#5-5

 月曜日の部活で、瀬里先輩は道着に着替える前に、私のところにやってきた。私は安心して泣いてしまったことを先輩が知らないのもわかっているのに、なぜか恥ずかしくてちょっと目を逸らしてしまう。「なあ、空田」

「……なんですか」

「俺が剣道部に残ったの、空田に免じてだから」

 瀬里先輩の言葉の意味が分からず、私はとっさに瀬里先輩を見る。間抜けな声がでた。「へ?」

「空田がまともそうだから」

 「ま、まとも」とおうむ返しをする私に、瀬里先輩は目を細めて笑う。

「そう、まとも。唯一な、ユイイツ」

「本気で言ってます?」

「どうだろうな」

 「どうだろうなって、なに!」と私が声を荒げると、瀬里先輩は面白そうに含み笑いをする。この人、本当に、笑うときでさえなぜか怖さがあるのだ。迫力、というのか、この「こわい」は裏になにかありそうだからであって、きれいだからはまったく関係ないのでは、と私はやっとそれに気が付く。

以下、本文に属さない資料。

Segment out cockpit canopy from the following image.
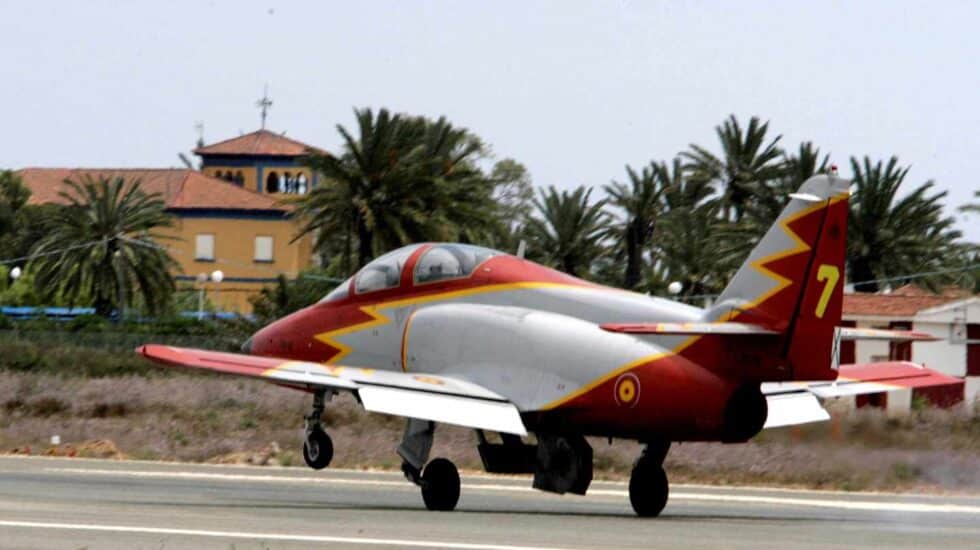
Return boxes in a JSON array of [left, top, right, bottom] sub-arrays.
[[321, 243, 501, 302]]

「あ、そうだ。沖島に言っておいてよ、あのときいろいろ言ってた奴、あのあとマネージャーに絞られたんだって」

「え、そうなんですか?」

 瀬里先輩が付け足したはなしに、私は目を丸くして瀬里先輩を見た。先輩はなんだか清々したとでも言いたげな顔をしている。マネージャーって、もしかしてあのとき、私と一緒にいた子だろうか。……というか、どうして先輩はこんなにさっぱりした顔をしているのだろう。もしかして、あのとき瀬里先輩も、沖島くんのことを「へっぴり」だと言われて怒っていたのだろうか。

 そんなことを考えてる私を混乱させるように、瀬里先輩はまったく違うことを言う。「あんただけは、花先輩でもなんでも、俺のこと好きに呼べばいい」

「へっ?」

「俺もあんたのこと、こころって呼ぶから」

 そういってにんまり白い歯を見せる先輩に、私は真っ赤になって、「絶対呼びませんから!」と大声で返してしまった。